The use of nerve gas other types of deadly chemical agents as weapons clearly violates the established and widely accepted norms of the international community. Each time such rules are broken and there is an inadequate response, the risk that the some of the world's most dangerous weapons will be used to commit further atrocities increases.
For example, the failure of the United States in the 1980s to condemn and try to stop the use of chemical weapons by Saddam Hussein against Iran during their 1980-1988 war undoubtedly emboldened Saddam Hussein and opened the door to further attacks at the time.

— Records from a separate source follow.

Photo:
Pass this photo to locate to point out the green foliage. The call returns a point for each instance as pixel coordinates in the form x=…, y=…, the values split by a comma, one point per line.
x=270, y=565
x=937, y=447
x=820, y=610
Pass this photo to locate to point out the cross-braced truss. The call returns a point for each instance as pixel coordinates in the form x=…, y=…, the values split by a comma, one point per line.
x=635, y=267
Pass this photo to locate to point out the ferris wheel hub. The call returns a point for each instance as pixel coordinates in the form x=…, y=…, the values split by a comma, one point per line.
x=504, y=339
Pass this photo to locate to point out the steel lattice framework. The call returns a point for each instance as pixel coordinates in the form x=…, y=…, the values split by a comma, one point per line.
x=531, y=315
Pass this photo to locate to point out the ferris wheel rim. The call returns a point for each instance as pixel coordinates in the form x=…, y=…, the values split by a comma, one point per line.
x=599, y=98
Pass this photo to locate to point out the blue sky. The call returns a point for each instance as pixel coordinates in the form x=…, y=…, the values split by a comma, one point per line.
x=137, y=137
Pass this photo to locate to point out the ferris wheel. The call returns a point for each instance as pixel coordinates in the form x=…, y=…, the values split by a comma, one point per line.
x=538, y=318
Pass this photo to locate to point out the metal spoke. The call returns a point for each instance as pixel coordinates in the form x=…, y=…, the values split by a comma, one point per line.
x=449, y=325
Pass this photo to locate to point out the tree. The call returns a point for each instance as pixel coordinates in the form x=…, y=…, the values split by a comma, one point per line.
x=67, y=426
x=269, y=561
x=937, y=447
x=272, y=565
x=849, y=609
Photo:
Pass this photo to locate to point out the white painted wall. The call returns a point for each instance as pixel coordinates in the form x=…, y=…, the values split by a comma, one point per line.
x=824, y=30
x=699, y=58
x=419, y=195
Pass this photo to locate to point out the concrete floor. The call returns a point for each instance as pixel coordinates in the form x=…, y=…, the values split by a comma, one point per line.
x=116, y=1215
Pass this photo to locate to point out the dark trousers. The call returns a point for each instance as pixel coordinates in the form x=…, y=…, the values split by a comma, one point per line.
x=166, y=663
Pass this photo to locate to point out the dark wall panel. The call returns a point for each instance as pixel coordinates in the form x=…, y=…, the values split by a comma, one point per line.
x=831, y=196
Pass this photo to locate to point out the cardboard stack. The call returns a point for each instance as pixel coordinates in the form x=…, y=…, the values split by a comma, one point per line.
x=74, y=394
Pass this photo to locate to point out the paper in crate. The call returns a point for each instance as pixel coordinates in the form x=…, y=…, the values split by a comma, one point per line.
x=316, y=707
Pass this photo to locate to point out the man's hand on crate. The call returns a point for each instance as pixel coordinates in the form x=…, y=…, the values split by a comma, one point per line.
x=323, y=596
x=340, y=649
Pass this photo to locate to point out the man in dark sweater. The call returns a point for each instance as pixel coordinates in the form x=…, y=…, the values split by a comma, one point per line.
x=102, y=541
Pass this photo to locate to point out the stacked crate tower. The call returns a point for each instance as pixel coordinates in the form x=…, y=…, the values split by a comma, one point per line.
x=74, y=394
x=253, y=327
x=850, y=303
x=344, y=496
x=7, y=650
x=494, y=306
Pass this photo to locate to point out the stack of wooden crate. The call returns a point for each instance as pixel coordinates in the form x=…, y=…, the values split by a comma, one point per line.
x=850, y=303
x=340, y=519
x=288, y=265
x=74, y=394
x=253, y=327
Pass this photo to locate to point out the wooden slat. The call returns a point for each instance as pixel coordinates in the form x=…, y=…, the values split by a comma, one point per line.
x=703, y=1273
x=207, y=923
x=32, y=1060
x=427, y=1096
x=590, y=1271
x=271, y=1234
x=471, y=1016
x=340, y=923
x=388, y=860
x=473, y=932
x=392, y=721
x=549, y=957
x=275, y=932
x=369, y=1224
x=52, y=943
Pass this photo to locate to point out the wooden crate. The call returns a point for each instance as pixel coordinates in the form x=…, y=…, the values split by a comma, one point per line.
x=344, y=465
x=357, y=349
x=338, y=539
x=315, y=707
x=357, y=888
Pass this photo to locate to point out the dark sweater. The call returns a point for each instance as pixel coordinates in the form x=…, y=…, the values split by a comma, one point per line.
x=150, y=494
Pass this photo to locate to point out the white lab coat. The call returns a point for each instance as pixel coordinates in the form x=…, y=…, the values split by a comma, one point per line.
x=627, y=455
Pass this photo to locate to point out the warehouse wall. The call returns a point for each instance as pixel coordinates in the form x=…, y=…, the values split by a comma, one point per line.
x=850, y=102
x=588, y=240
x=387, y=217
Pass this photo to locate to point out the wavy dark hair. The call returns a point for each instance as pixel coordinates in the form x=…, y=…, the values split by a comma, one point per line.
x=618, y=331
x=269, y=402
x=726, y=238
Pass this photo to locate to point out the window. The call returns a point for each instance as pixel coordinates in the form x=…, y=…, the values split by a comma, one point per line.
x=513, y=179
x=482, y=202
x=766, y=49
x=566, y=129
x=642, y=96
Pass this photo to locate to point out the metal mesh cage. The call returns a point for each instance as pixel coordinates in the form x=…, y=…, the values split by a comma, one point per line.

And as the late Jonathan Tucker wrote in his authoritative 2007 book War of Nerves, the failure of the international community to adequately react at the time had "a deeply corrosive effect on the legal, political and moral norms constraining the spread of chemical weapons." In response, other countries in the Middle East, particularly Syria, pursued their chemical warfare capabilities.
Holding the line against further chemical weapons use is a core U.S. and international security interest because chemical weapons produce horrible effects, especially against unprotected civilians, and because the erosion of the taboo against chemical weapons use can lead to further, more significant use of these or other mass destruction weapons in the future.